When I first read Helen Andrews’s book Boomers I was afflicted with a gnawing anguish that plagued me for a gloomy fortnight. How could a woman have written this??? I offered to the heavens above. The sharp, crisp pose. Inestimable attention to detail, historical fluency; a vivid, utterly credible portrait of the crimes of the 20th century. Shouldn’t she be writing in the New Statesman about the Decline of London Nightlife? I saw a thousand Times columns by middle aged women about their post-divorce flash across my vision – the quality of her writing could not be reconciled with my mental model of the fairer sex.

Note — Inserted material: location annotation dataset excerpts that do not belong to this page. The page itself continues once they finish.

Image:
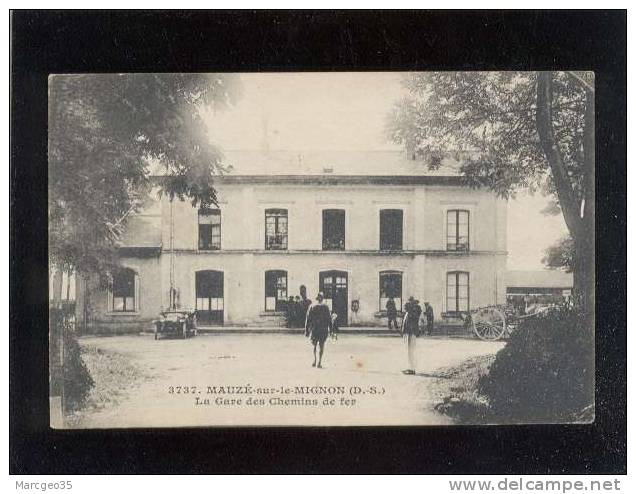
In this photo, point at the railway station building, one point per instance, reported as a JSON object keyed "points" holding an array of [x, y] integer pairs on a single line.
{"points": [[359, 226]]}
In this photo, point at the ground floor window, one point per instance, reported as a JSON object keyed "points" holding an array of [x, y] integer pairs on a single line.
{"points": [[391, 287], [275, 290], [457, 291], [209, 297], [123, 291]]}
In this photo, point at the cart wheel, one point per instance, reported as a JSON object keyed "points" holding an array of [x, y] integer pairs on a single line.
{"points": [[489, 324]]}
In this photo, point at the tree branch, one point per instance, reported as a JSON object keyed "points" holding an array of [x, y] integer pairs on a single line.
{"points": [[565, 192]]}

And isn’t it all so unfair! If a man had dared to write a book about the rise in racialised crime in the post-segregation South he would have been torn from shred to shred by the doyennes of Woke – his Wikipedia page would begin with ‘Far-Right Neo Nazi commentator’, not ‘American conservative political commentator’. It is extremely difficult for a women to get cancelled, they can always claim that they are being ‘harassed’, this shield around them…
And then, the epiphany. Of course a man wrote it! Helen Andrews, although she may have a corporeal form, is in truth a pseudonym. Some man, somewhere, has figured out that he will have an easier time getting radical-right writing published if he pretends to be a (likely fictitious, AI generated) woman. Since this revelation I have been less circumspect about reading political and philosophical commentary by women. I click merrily on the latest overwrought Palladium slop, ready to enter intellectual communion with a mind blessed by a developed analytical faculty, hidden deftly by pretence, behind the avatar of a White Woman.
I have long wanted to direct a comedy film about a young White man, who, realising that he has no chance of making it in the world of politics (lacking any protected characteristics) stumbles upon an ethnic minority woman working in McDonalds or what have you – and offers to begin ghostwriting articles under her name, with her receiving 10% of the commissions.